La scène qui déclenche la course-poursuite de Madame La
Victoire, la chasseuse d'esclaves, contre les marrons est provoquée par les
pleurs d'un bébé contrarié dans sa tétée. Ces images bouleversantes de cette
maman en fuite avec son bébé captent l'essence du film: il y a une limite à la
douleur qu'un être humain peut supporter avant de chercher énergiquement refuge
et réparation. Le tout est magistralement mis en scène dans la forêt sombre avec
un réalisme saisissant. Lorsque, dans un rêve, l'esclave Massamba, le père de
Mati, tue brutalement l'esclavagiste, peu de spectateurs resteraient
insensibles. Le réalisateur Simon Moutaïrou mérite d'être salué pour avoir
évité la facilité d'illustrer la violence pour la violence. Il parvient à
transmettre son souhait d'éveiller les consciences sans recourir à la
surenchère, l'énergie subtile canalisant plus intensément les émotions
profondes.
Le suprémacisme moral de Madame La Victoire est un piège dans lequel nous pouvons tous tomber. Lorsque nous vivons dans une « tribu » sans passerelles avec le monde extérieur, nous n'alimentons que des affinités avec nos semblables selon notamment le pays d'origine, l'ethnicité, la religion, la classe sociale et le genre. Ainsi, en perdant le recul, la jugeote et même notre humanité nous avons tendance à sacraliser nos valeurs et maudire celles des autres. Et si en plus les élites ne sont pas très éclairées, elles veilleront à ce que le statu quo perdure. Dans une société plurielle, les liens sociaux se tordent lorsque le sentiment d'avoir un droit supérieur se répand. Par ailleurs, le fils « rebelle » exprime une certaine vérité sur le fait que souvent les jeunes générations, dotées de nouveaux repères, sont plus aptes à élargir leurs visions et à faire preuve d'une plus grande ouverture d'esprit.

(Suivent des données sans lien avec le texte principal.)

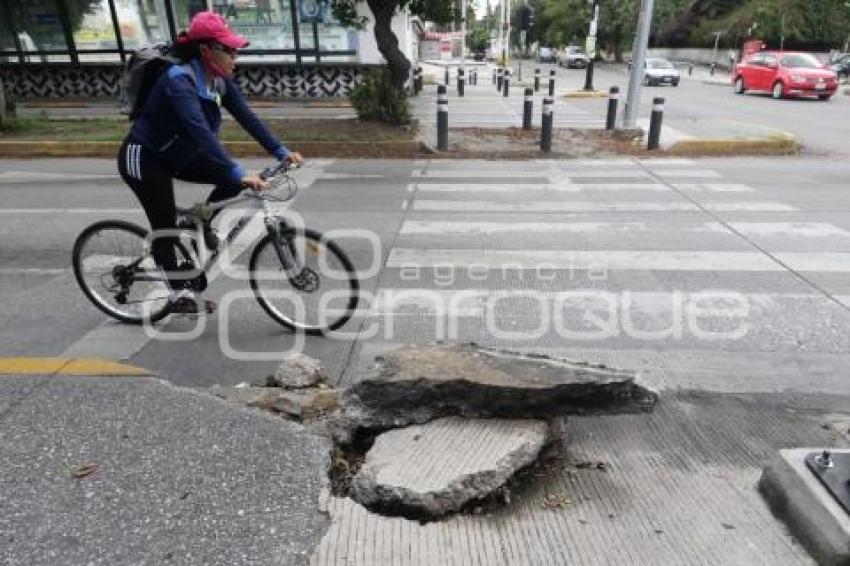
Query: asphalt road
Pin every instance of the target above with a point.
(693, 107)
(716, 274)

Ni chaînes ni maîtres n'est pas un chef-d'œuvre, c'est une tentative louable de nous offrir des moments lumineux. Se jeter de la falaise pour mourrir comme point culminant de la fin du film plutôt que de subir la mort lente de l'âme en captivité apporte un soulagement dans la dignité. Un silence assourdissant s'est installé dans l'assistance alors que le générique de fin défilait comme pour exprimer une libération. Un applaudissement mérité a suivi. Le public français et même une partie du public mauricien seront manifestement plus secoués par cette perspective qui brise les tabous historiques. La perspective des autres étant « banalisée » par d'innombrables récits sur d'autres colonisateurs.